Immune Reconstitution Syndrome
During initial treatment, patients who respond to antiretroviral therapy may develop an inflammatory response to indolent or residual opportunistic infections (e.g., Mycobacterium avium complex [MAC], M. tuberculosis, cytomegalovirus [CMV], Pneumocystis jirovecii [formerly P. carinii]); this may necessitate further evaluation and treatment.
Autoimmune disorders (e.g., Graves' disease, polymyositis, Guillain-Barré syndrome) also reported in the setting of immune reconstitution; however, time to onset is more variable and can occur many months after initiation of antiretroviral therapy.
Specific Populations
Pregnancy
Antiretroviral Pregnancy Registry at 800-258-4263 or [Web].
Available data from the pregnancy registry indicate no difference in overall risk of birth defects among infants born to women who received zidovudine during pregnancy compared with US background rate for major birth defects.
Experts state that zidovudine and lamivudine is an alternative dual NRTI option for initial treatment regimens in antiretroviral-naive pregnant women.
Lactation
Zidovudine distributed into human milk.
Instruct HIV-infected women not to breast-feed because of risk of HIV transmission and risk of adverse effects in the infant.
Pediatric Use
Well tolerated in neonates and children.
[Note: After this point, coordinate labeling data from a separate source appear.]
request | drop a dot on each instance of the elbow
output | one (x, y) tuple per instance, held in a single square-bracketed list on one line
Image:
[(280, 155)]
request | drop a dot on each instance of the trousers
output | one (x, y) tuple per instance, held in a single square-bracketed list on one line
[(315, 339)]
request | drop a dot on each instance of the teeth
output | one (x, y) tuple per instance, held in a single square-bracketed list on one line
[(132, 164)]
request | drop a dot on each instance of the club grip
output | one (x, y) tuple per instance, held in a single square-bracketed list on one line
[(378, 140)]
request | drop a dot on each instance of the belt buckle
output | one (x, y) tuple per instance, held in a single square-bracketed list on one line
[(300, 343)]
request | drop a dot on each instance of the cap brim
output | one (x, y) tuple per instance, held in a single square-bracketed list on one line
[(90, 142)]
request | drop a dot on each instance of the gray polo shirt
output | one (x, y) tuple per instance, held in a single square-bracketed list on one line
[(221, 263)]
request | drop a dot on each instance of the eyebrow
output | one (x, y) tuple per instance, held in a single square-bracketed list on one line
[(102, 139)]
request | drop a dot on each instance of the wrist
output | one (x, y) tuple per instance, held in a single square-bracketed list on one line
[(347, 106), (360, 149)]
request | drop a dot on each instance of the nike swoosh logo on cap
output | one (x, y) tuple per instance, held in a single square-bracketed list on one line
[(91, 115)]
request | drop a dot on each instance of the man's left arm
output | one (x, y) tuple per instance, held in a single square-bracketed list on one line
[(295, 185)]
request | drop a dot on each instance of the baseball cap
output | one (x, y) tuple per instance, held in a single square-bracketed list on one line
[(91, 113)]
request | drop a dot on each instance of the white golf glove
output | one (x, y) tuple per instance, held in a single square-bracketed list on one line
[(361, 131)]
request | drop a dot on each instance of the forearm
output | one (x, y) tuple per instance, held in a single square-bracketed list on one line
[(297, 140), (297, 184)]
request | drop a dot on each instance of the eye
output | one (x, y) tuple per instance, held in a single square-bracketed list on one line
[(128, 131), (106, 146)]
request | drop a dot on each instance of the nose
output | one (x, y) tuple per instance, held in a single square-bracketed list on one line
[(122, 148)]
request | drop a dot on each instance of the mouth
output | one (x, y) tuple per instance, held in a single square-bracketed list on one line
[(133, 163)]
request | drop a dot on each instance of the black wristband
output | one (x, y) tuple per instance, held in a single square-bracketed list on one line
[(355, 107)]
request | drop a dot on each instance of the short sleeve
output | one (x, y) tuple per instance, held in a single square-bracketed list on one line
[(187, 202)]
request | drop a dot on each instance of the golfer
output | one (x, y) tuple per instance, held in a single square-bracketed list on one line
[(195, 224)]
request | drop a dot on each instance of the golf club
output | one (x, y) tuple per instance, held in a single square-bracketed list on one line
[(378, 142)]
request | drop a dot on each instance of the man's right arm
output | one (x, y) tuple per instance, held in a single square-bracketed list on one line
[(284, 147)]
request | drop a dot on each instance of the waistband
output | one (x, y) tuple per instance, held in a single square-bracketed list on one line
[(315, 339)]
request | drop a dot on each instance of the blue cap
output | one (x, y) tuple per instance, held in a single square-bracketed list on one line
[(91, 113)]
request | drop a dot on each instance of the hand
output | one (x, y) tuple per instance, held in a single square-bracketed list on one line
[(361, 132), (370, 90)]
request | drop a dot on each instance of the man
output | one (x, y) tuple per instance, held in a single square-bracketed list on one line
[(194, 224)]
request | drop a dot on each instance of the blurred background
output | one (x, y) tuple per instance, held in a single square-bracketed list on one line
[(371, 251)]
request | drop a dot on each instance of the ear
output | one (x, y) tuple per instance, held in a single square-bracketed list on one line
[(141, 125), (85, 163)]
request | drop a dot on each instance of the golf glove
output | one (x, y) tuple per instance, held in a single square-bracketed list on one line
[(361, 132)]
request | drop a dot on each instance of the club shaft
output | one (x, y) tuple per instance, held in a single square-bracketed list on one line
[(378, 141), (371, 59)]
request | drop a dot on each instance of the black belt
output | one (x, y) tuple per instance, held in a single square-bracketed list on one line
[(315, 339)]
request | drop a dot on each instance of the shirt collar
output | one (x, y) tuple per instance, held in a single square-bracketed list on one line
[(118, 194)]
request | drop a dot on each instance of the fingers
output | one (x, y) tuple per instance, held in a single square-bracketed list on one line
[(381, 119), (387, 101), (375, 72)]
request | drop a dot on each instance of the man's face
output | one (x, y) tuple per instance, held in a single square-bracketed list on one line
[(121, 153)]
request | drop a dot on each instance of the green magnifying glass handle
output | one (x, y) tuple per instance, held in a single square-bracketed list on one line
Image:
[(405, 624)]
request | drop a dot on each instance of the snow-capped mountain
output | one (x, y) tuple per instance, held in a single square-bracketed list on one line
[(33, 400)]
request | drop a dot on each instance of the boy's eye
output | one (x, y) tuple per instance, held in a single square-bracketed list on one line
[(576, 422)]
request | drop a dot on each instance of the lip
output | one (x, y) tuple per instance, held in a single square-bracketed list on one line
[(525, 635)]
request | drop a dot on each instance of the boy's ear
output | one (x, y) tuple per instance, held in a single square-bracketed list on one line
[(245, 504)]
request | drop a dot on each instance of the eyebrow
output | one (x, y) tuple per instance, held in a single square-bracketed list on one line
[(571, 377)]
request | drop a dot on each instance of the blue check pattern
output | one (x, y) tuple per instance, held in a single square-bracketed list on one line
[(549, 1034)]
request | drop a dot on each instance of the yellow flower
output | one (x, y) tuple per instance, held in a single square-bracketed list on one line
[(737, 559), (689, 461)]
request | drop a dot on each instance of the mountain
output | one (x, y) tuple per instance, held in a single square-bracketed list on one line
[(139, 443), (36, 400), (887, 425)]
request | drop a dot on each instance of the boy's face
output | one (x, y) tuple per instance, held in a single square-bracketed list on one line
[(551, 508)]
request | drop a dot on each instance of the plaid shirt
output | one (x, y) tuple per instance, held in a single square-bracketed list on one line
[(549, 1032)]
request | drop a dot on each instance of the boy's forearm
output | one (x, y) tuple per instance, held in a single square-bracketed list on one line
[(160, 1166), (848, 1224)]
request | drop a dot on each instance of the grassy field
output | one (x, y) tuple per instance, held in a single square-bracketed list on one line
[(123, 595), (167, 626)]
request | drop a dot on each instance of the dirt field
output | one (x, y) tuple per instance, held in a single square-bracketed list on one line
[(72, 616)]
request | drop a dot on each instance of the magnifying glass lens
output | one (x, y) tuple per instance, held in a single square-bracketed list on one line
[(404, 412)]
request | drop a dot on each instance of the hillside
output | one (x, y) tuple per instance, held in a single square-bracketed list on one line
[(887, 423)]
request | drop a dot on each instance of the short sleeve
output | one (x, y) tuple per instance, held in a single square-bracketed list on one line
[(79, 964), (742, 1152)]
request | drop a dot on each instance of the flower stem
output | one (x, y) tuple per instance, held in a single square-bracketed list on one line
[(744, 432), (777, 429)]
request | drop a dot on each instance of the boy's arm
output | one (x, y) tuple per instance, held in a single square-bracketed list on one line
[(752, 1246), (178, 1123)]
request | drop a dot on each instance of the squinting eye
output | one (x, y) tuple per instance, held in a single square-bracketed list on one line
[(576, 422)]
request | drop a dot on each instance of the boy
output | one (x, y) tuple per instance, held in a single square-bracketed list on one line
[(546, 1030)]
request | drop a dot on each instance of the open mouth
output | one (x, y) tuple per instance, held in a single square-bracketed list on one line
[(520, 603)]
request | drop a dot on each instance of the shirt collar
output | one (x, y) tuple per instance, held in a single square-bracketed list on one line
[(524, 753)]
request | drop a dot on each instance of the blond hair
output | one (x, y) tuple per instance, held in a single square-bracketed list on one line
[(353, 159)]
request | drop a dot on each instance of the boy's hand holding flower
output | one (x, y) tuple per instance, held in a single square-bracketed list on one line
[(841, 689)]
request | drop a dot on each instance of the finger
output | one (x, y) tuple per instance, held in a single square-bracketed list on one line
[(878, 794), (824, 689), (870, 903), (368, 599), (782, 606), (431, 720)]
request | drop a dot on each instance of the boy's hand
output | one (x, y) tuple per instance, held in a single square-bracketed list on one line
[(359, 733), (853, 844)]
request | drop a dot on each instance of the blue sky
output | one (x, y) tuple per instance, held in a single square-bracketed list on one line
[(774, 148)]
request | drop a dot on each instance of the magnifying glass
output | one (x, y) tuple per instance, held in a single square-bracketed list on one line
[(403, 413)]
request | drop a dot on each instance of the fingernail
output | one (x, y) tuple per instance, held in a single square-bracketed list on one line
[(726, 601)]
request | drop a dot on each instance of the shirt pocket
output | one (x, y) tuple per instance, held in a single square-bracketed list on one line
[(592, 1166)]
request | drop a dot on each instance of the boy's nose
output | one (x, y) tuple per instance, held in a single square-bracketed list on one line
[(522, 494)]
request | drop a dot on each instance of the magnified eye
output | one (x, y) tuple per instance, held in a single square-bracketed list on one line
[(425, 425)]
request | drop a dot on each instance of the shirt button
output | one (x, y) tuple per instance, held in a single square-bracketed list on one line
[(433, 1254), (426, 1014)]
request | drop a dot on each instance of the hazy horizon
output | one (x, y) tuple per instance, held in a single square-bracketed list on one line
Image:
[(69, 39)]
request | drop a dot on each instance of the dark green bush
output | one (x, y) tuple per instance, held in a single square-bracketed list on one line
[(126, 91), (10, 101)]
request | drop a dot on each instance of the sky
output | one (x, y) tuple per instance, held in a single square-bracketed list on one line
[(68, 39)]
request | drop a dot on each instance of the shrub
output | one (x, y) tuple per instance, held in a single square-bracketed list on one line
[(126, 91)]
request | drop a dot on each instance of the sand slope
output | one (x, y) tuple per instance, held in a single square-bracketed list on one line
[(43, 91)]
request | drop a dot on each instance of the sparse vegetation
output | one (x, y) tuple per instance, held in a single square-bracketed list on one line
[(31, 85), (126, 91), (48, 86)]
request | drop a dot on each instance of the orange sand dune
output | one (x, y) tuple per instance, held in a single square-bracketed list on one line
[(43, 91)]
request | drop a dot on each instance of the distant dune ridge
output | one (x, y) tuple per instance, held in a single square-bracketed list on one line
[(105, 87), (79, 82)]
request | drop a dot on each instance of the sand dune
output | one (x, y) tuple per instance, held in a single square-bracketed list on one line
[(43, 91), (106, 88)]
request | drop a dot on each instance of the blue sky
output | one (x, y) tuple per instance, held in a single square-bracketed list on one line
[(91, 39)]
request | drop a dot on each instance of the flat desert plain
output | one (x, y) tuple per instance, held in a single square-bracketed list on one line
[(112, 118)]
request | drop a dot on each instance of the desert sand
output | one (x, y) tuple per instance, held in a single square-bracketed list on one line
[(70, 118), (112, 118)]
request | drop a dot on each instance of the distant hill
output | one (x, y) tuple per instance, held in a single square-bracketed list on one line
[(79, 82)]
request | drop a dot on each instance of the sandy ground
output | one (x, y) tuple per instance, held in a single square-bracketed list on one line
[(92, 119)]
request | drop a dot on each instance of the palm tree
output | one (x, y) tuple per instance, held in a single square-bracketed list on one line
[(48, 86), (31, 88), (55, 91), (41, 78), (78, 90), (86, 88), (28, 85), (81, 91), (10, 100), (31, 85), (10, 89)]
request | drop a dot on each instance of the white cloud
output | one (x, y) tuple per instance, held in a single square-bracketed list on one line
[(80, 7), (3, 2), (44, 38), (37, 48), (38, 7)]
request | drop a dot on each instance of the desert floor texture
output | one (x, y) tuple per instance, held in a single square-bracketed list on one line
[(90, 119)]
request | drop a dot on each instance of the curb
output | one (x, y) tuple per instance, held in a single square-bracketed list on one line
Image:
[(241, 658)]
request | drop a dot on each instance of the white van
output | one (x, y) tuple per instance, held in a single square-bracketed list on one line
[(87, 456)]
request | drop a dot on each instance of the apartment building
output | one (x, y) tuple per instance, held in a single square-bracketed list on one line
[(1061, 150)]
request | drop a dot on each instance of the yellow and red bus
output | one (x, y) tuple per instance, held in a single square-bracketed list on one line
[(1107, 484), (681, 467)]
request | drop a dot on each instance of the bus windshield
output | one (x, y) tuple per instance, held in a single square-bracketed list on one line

However, usual zidovudine dosage used in full-term neonates may be excessive in premature neonates. (See Pediatric Dosage under Dosage and Administration.)
Major adverse effects reported in children are similar to those reported in adults and include bone marrow toxicity resulting in anemia and/or neutropenia.
Lamivudine/zidovudine: Do not use in pediatric patients weighing <30 kg.
Abacavir/lamivudine/zidovudine: Do not use in pediatric patients weighing <40 kg.
Geriatric Use
Insufficient experience in those ≥65 years of age to determine whether they respond differently than younger adults. No substantial differences in response relative to younger adults identified.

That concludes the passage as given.